D: A falta de cantores e cantoras assumidamente LGBTQ+ no sertanejo é um fator para o distanciamento entre a comunidade LGBTQ+ e o estilo musical? Por quê?

 G: Com certeza, como eu disse anteriormente, nós LGBTQ+ não nos enxergamos nas figuras do sertanejo, nos grandes nomes de duplas (que eu adoro inclusive), não gera identificação. Pensando nisso eu comecei a me questionar se a comunidade não gosta de sertanejo simplesmente porque não gosta mesmo, por causa do ritmo, dos timbres, ou se o buraco era mais em baixo, e é. Essa ausência de cantores e cantoras assumidos, que falam sobre sexualidade e gênero dentro do sertanejo faz com que muitos de nós pensemos coisas do tipo “não é pra mim“, “sertanejo é coisa de hétero“, “gay não ouve sertanejo”, entre outros. Eu percebo que com esse boom das mulheres no sertanejo o público LGBTQ+ cresceu, porque é comum também que a gente se identifique mais com essas mulheres que passam uma imagem de mulher forte e independente.

D: Com um trecho da sua música, lhe pergunto: por quanto tempo mais vamos amar no escuro?

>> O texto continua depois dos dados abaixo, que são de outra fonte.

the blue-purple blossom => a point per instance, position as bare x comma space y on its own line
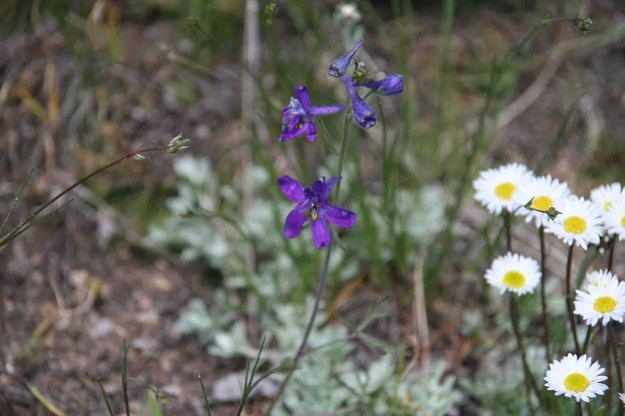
312, 205
389, 85
363, 113
299, 116
339, 66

 G: Eu queria dizer que por pouco tempo, mas nós temos muitos passos para dar ainda, muitas coisas pra conquistar, tanto no âmbito pessoal quanto no político. No pessoal porque cada um tem as suas questões internas, cada um tem uma família diferente, vive em um contexto diferente e almeja coisas diferentes. No político, porque eu acredito que não só no sertanejo, não só na música, não só nas artes, nós precisamos de representatividade LGBTQ+ em todos os lugares, inclusive dentro da política, pra que nós tenhamos pessoas que realmente entendam todas as nossas questões e pra que precisemos cada vez menos amar no escuro.

Antes mesmo de Gabeu, em fevereiro deste ano, a drag queen Reddy Allor lançou música “Tira o Olho”. Com uma proposta que se assemelha ao sertanejo universitário, a artista denominou o som como dragnejo. Assim como Gabeu, Reddy abre espaço para a comunidade LGBTQ+ no meio sertanejo. Esse sertanejo queer surge com a extrema necessidade de, mais uma vez, rompermos com as dicotomias de gênero e explorarmos os diferentes campos das artes.

Seja o pocnejo ou o dragnejo, o importante é ocuparmos esses espaços. A cultura LGBTQ+ está muito atrelada ao pop e as grandes divas e, por diversas vezes, esquecemos que existem LGBTQ+ em outros lugares e vivendo diferentes realidades. Precisamos apoiar essas novas vozes e através delas resistirmos. Os heterossexuais também precisam ouvir sobre amores LGBTQ+. Vamos cantar o nosso amor rural, urbano ou em qualquer lugar.

 

 

Deivid Pazatto é jornalista egresso da UFN. Foi repórter da Agência Central Sul e monitor do Laboratório de Produção Audiovisual (Laproa) durante a graduação. É militante do movimento LGBTQ+, aborda questões pertinentes sobre essa temática em seus textos.